Когда шкуровцы скрылись в переулке, мы снова высунулись из окошка. Всюду виднелись крыши землянок, поросшие полынью и лебедой. На всей улице было пустынно, как на погосте. Окна землянок были загорожены от пуль подушками. Люди сидели в погребах. В первые дни боев туда выносили только подушки и тюфяки, потом — кровати, столы, и через несколько дней на голубоватых от плесени стенах висели картинки, полотенца, кастрюли. Погреб становился жилой комнатой.

Со дня отступления дяди Митяя на всей нашей улице осталось только четверо мужчин: я, Васька, его безногий отец Анисим Иванович и Абдулка Цыган.

Были еще двое, но их я не считал мужчинами.

Илюха был трус, он по целым дням не вылезал из погреба. Отца одноногого Учи Банабака — старого волосатого грека — я не считал мужчиной потому, что он чистил в городе офицерам сапоги.

Главным из всех мужчин я считал Анисима Ивановича, хотя у него и не было ног. Каждый день с утра до ночи он вместе с Васькой делал босоножки, а по ночам чинил старую обувь, собранную где попало. Готовые пары он относил в сарай и зачем-то засыпал углем.

Только значительно позже Васька объяснил мне:

— Дядя Митяй придет скоро, а обужи у красноармейцев нету. Вот мы и починяем.

Я смотрел из слухового окна на крышу нашей землянки, и мне вспомнилось, как однажды ночью за эту обувь чуть не убили Анисима Ивановича.

К нам пришли четверо. Все они были в черных волосатых бурках. Главный, у которого спереди во рту не было двух зубов, вошел, медленно осмотрелся и, указав на Анисима Ивановича наганом, спросил:

— Сапожник?

— Да, сапожничаю, — ответил Анисим Иванович с кровати.

— Обужа есть? — строго спросил офицер.

— Какая обужа?

— Слепая! Чего дурачком прикидываешься?

— Ну, у сына есть, а мне зачем она? — ответил Анисим Иванович.

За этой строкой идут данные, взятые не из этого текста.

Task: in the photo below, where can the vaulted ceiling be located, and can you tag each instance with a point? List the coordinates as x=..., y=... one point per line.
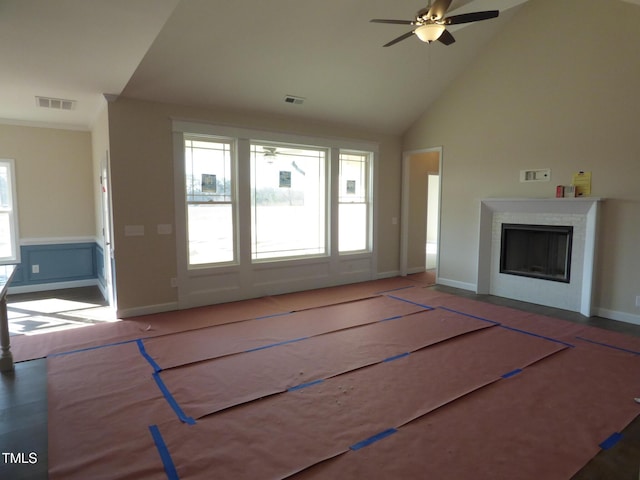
x=245, y=55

Слышно было, как по двору ходили, звякая шпорами. Скрипела дверь погреба. Чем-то гремели в сарае.

— Одевайся! — коротко приказал беззубый.

Васькина мать, тетя Матрена, испуганно бросилась к офицеру:

— Ваше благородие, за что? Ведь он калека!

— Не вой! Цел будет твой калека.

Анисим Иванович сполз с кровати, надел пиджак, шапку и взобрался на свою низенькую четырехколесную тележку.

— А-а-а, у тебя катушек нету? — протянул офицер, глядя туда, где должны были быть ноги Анисима Ивановича. — Ты бы так и сказал.